Nepalese religious painting, whether for Hindu or Buddhist patrons, is conservative in technique, style, and iconography. However, over the course of centuries, subtle changes can be seen in composition, palette, style, and motifs. Artists from the primarily Buddhist community of Newars, one of Nepal’s many ethnic groups, made most of the paintings that illuminated manuscripts and book covers as well as devotional paintings on cloth (paubhas). Newari artists were renowned throughout Asia for the high quality of their workmanship. In certain periods, their style had tremendous influence on the art of Tibet and China. Both countries also used artists from Nepal to work on important commissions.
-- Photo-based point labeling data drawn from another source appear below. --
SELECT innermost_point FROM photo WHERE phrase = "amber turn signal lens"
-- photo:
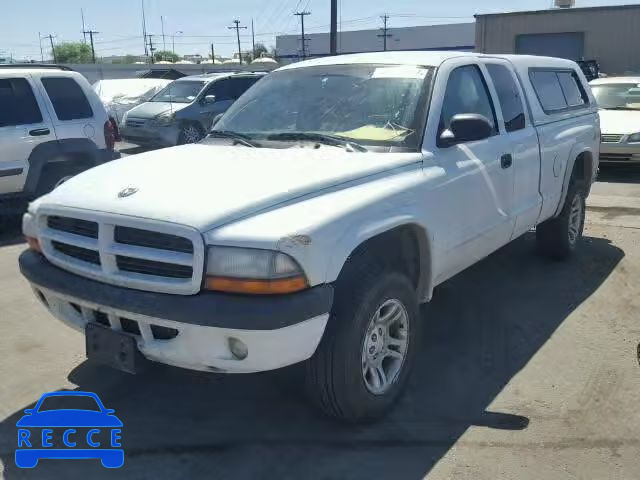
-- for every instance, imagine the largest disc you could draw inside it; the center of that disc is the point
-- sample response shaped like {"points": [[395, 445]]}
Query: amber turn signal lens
{"points": [[257, 287], [34, 244]]}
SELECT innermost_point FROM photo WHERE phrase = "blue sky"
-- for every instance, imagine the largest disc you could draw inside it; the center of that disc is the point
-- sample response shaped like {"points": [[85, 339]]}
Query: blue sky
{"points": [[119, 21]]}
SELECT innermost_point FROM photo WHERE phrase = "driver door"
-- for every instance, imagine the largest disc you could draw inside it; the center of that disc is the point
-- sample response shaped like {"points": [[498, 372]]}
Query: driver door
{"points": [[474, 196]]}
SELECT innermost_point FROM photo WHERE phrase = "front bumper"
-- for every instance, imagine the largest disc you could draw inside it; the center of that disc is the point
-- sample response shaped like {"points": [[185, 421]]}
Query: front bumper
{"points": [[278, 331], [619, 153], [166, 136]]}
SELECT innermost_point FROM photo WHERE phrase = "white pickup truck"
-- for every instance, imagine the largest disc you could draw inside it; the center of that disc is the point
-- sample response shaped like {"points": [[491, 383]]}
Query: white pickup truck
{"points": [[323, 208]]}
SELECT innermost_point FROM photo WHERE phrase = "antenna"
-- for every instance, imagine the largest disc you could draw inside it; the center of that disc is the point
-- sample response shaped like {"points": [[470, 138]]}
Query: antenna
{"points": [[304, 40]]}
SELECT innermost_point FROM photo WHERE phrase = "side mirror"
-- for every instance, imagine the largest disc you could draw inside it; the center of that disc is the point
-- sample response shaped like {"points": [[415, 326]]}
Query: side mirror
{"points": [[209, 99], [216, 119], [466, 127]]}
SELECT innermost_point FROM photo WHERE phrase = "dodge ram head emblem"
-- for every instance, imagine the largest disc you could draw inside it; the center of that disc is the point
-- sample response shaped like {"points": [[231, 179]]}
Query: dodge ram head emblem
{"points": [[127, 192]]}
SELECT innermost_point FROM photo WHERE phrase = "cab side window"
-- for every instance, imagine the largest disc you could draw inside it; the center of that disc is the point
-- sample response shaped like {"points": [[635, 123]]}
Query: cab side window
{"points": [[466, 93], [509, 97], [18, 106]]}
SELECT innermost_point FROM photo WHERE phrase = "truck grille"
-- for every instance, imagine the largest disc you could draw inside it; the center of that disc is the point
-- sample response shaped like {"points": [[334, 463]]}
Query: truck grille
{"points": [[611, 138], [121, 251]]}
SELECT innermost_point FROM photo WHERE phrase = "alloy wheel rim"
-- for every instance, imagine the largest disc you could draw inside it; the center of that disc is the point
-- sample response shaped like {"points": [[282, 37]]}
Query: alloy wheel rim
{"points": [[575, 219], [385, 345]]}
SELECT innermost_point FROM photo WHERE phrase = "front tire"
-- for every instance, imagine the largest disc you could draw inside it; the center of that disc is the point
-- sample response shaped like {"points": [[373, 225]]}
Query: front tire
{"points": [[558, 237], [363, 361], [190, 133]]}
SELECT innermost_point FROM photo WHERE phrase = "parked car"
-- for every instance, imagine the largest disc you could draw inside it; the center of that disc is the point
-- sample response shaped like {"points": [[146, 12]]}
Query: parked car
{"points": [[619, 102], [121, 95], [52, 127], [326, 205], [184, 110]]}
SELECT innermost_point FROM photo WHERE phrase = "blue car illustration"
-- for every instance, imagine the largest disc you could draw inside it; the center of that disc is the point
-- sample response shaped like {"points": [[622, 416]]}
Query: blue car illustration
{"points": [[35, 430]]}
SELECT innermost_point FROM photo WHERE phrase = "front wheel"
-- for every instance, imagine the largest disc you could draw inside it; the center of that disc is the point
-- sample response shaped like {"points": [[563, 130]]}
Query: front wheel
{"points": [[558, 237], [190, 133], [364, 358]]}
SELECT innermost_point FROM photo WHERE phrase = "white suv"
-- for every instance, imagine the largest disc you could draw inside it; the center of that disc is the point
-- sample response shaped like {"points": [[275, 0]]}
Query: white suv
{"points": [[52, 126]]}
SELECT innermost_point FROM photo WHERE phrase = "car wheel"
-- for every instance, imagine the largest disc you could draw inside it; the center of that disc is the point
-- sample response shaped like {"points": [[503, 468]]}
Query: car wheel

Painted manuscript covers constitute the earliest examples of Nepalese painting in the Metropolitan Museum’s collection (1976.192.1-2). They protected pages written on long, narrow strips (made from palm fronds) that sometimes had small pictorial illuminations. These wooden covers, often embellished with carving and painting, often have one or two holes in them through which strings were threaded that kept the manuscript together. The decoration on manuscript covers often bears little or no relation to the text inside and usually consists of hieratic images of Buddhas or deities, either Buddhist or Hindu. One remarkable exception is a twelfth-century cover that depicts two scenes from a secular play, a romance, written in India in the fourth or fifth century that was most likely made to contain a copy of that text.
The same lively and richly detailed style that appears in manuscript illustrations and book covers was also used in larger Nepalese paintings on cloth, as seen in the animated background figures in a Buddhist mandala (1995.233), the earliest of such known Nepalese paubhas (ca. 1100). Two later paintings from the fourteenth and fifteenth centuries (1981.465; 1994.452), also Buddhist, share certain characteristics with the earlier painting despite a time span of more than 400 years. All three paintings are animated and drawn with flawless precision. All share a shallow space that is uniformly illuminated. Vivid, bold colors are enhanced by precise brushwork. However, the elaborate archway and more florid decorative tendencies in the fifteenth-century paubha of Achala (Tibet: Chandamaharoshana) (1994.452) are indicative of the more baroque treatment that is typical of later Nepalese art.